GoPro has engaged Oliver Wyman, a leading consulting firm, to map out a strategy for the defense and aerospace markets. This initiative was validated when NASA used modified GoPro cameras on its Artemis II mission, proving the hardware's durability and performance in extreme environments. This foray into government and enterprise contracts could create a scalable, recurring revenue business that is largely detached from the consumer hardware cycle. A larger technology or defense firm could see significant value in acquiring this mission-proven technology.
Investor positioning reflects the speculative nature of the current situation. Call option volume recently spiked by 53%, with implied volatility surging as traders bet on a near-term acquisition announcement. GoPro's trading volume of 13.82 million shares dwarfs its average of 5.89 million, indicating heavy rotation.
Short interest remains elevated at 14.21% of the float. While that signals significant bearish sentiment on GoPro's standalone prospects, it also creates the potential for a short squeeze should positive M&A news emerge.

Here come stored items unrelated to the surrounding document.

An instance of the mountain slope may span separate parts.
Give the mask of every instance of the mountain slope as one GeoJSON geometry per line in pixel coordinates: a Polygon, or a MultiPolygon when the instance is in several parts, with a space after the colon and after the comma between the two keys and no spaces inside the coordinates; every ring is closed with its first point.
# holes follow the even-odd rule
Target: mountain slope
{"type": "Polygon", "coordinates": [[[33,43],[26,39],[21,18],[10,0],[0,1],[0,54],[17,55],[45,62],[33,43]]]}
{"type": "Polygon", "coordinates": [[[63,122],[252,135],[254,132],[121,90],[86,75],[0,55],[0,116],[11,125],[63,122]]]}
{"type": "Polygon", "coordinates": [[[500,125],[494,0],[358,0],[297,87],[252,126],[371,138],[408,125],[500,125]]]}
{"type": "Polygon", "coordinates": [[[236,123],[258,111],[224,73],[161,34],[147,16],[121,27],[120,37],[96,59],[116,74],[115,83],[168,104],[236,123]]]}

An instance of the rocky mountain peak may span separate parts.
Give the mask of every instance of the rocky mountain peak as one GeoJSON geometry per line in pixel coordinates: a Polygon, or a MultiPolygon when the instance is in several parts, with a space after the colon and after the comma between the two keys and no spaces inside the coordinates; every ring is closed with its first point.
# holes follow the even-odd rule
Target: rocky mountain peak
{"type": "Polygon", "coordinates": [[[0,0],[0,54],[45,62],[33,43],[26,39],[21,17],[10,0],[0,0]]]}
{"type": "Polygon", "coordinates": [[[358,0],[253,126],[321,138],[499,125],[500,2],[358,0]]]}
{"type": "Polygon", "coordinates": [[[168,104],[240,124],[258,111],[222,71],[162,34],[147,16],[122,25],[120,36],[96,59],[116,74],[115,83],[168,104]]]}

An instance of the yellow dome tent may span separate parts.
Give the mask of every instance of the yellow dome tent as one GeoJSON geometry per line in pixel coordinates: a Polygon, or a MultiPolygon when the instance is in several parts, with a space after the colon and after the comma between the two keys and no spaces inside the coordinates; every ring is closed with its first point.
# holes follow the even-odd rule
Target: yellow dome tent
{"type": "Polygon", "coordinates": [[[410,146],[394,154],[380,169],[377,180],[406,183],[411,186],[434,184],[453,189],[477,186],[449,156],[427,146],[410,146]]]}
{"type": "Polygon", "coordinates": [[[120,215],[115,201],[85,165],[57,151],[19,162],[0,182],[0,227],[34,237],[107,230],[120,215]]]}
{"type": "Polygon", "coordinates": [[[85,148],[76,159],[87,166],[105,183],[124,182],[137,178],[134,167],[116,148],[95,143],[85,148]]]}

Institutional ownership is a solid 70.09%, with net inflows over the last 12 months suggesting that larger funds may be holding their positions in anticipation of a strategic event.
With a market capitalization hovering below $200 million, a larger player like Garmin Ltd. (NYSE: GRMN) or a tech giant seeking to enter the hardware space could acquire GoPro's global brand recognition, patent portfolio, and established manufacturing relationships for a relatively small outlay.
Investors focused on event-driven scenarios may want to watch for further developments in GoPro's strategic review. Cautious investors, on the other hand, may prefer to wait for concrete evidence of a transaction or a meaningful improvement in profitability before committing capital.